Alluding to the high propensity for carnage in this West African neighborhood, Senegalese President Wade recently appealed for acceptance of Guinea’s new military junta. Although highly predatory and wholly opportunistic, the Guinean national military arguably prevented the country from sliding into the chaos of its neighbors, Liberia, Sierra Leone and Ivory Coast, for whom Guinea served for years as a place of refuge.

The intent of Wade’s appeal is ambiguous. Another leader-for-life in the making and no friend of opposition parties or the free press, Wade's point may be that civilian rule and democracy are over-rated, and that in such places security is primordial. He may also be a proponent of 'negative solidarity', as my Burundian friends call it, between African leaders who defend one another till the bitter end. Witness the deafening silence from African leaders regarding Mugabe.

Amazonian propaganda and guided missiles

Still, it is all deeply disappointing and predictable. Decades of syphilitic, jack-booted rule finally falls flat in the dust, and a unified populace stares blankly while an army faction takes control. Is it that foreign occupiers are enough to mobilize popular resistance (e.g., anti-colonialism) but when the oppressor is your brother you sit on your hands?

Compared to the colonial era, today’s absence of constructive, popular political agency in the world’s poorest countries is mystifying and exasperating. Back then, Sekou Toure led Guinea to independence and stood proud on the world stage, with adulation from Kennedy and visits from Castro.

[ST’s political compass is clear in these photos: star worship for Castro and distraction with Kennedy.]

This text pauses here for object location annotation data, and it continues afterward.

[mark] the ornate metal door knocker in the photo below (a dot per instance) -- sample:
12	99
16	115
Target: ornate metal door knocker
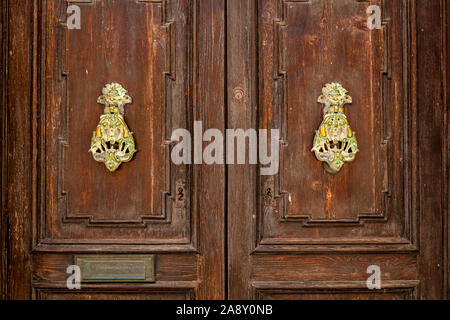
112	142
335	143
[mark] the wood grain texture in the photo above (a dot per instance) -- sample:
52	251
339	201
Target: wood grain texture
431	140
186	63
62	202
375	214
3	152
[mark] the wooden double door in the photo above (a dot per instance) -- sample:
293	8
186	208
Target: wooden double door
216	231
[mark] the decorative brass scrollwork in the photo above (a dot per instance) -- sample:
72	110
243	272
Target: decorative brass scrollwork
335	143
112	142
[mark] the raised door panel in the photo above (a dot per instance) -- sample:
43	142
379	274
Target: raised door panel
307	233
146	47
303	45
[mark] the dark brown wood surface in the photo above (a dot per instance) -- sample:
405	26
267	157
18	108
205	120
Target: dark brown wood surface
231	64
62	202
318	233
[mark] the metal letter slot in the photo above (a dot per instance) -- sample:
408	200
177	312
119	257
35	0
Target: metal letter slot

Like Mugabe and other liberators, it didn’t take long for Sekou Toure to relish the pleasures of despotism. Conté took him down in 1984 and lived to repeat the tale. Sekou Toure did leave one legacy of note, a massive musical propaganda machine, similar to that created and cultivated by Mobutu in Zaire. Of the dozens of
propaganda bands still playing in Guinea, most notable are the Amazones de Guinée, an all female troupe pictured here.


A tidy description of all these different bands, with audio/video footage, can be found here.

Today, any damn idiot can fill a political vacuum in a place like Guinea, and there are dozens of Guineas in Africa. Coups flourish, generally over control of resources, led by marginalized power bases organized along ethnic lines. Mr. Bottom Billion, Paul Collier, wrote an op-ed earlier this year “in praise of coups,” suggesting that the West get back to its once successful business of engineering political putsches where it needed an ally. Only this time, Collier argued, we should do it in favor of better governance by capable partners, and put an end to kleptocracies run by mandarins-cum-raving despots.

Responses to the article were predictable: a fantastical notion; there are no such ‘guided missiles’ in politics. As a dream, though, I understand the appeal of Collier’s idea. Social engineering doesn’t sound so evil when the outcome is a guaranteed net gain. And most people grasp that freedom without structure is a desert, so they might welcome the trade-off. For the meek who get nothing and have nothing, I wonder what they might say to Collier, or anyone who just wants Africa to work.

Like me, Joe Plumbers in Africa want little to do with politics; they just want politicians to do their jobs. Their government’s failings are not their own. So when the ship starts sinking, no one’s interested in going down with it. Who would be? That’s when the jack-boots and ammo cartridges are at their most frenzied.